Suppose Alice and Bob wish to perform a Diffie-Hellman key exchange. Then for some $n$ they pick an $n$-bit prime $p$, and an element $g \in \mathbb{Z}_p^*$ that is a generator of a cyclic group of prime order $q$.

Then Alice picks a random $0 \le x \lt q$ and sends $g^x$ to Bob, and Bob picks a random $0 \le y \lt q$ and sends $g^y$ to Alice. They both compute their shared secret $g^xy$. But this is not the whole story: now they must somehow derive a session key from this quantity. To an adversary, the session key should be indistinguishable from a random string.

In practice, an off-the-shelf hash function such as SHA1 is applied to some representation of $g^{xy}$, and then the 128 LSBs are used as the key. Unfortunately the only known way to prove that this is secure is to "prove by assumption": i.e. concoct the Hash Diffie-Hellman assumption.

## Security from the CDH assumption

One obvious way to proceed is to extract a hardcore bit of $g^{xy}$. For example, using the Goldreich-Levin method, they can find a hardcore bit $B$, and to derive a 128-bit key, they simply perform 128 Diffie-Hellman exchanges and extract $B(g^{xy})$ each time. This is secure provided we assume no efficient Computational Diffie-Hellman algorithm exists, for then the adversary should not be able to distinguish between the distributions $\{g^x, g^y, B(g^{xy}), x,y \leftarrow \mathbb{Z}_q\}$ and $\{g^x, g^y, r, x,y\leftarrow\mathbb{Z}_q, r\leftarrow\{0,1\}\}$. More formally:

Theorem: If the CDH problem is $(t,\epsilon)$-hard then there is no $(t,\epsilon/128)$-distinguisher between

$\{g^{x_1},...,g^{x^{128}}, g^{y_1},...,g^{y_{128}}, K=B(g^{x_1 y_1})||...||B(g^{x_{128} y_{128}}), \bar{x} , \bar{y} \leftarrow \mathbb{Z}_q^{128}\}$

and

$\{g^{x_1},...,g^{x^{128}}, g^{y_1},...,g^{y_{128}}, K, \bar{x} , \bar{y} \leftarrow \mathbb{Z}_q^{128}, K \leftarrow\{0,1\}^{128}\}$

Sketch of proof: distinguisher $\implies$ predictor for $i$th bit $\implies$ predictor for $B(g^{xy})$ given $g^x, g^y$ $\implies$ CDH algorithm.

However, this method is impractical as it requires one Diffie-Hellman exchange for each bit of the session key.

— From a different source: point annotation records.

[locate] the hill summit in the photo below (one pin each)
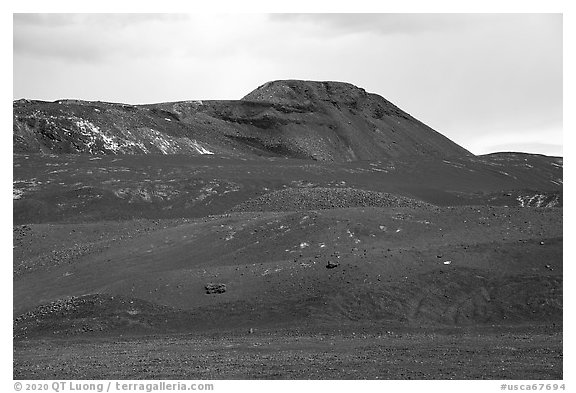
(326, 121)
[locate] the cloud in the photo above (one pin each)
(93, 38)
(407, 23)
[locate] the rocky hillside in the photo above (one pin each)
(328, 121)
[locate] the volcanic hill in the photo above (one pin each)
(327, 121)
(308, 205)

Unfortunately, it is not known how to improve this method much without using a stronger assumption:

## Security from the DDH assumption

The $(t,\epsilon)$-Decisional Diffie-Hellman (DDH) assumption says that the distribution

$\{g,g^a,g^b,g^c | a,b,c \leftarrow \mathbb{Z}_q\}$

is $(t,\epsilon)$-indistinguishable from the distribution

$\{g,g^a,g^b,g^{ab} | a,b \leftarrow \mathbb{Z}_q\}$

(In other words, given $g^a$ and $g^b$, $g^{a b}$ is indistinguishable from a random element, which implies that $\lfloor lg q \rfloor$ bits of $g^{ab}$ are simultanesouly secure given $g^a, g^b$.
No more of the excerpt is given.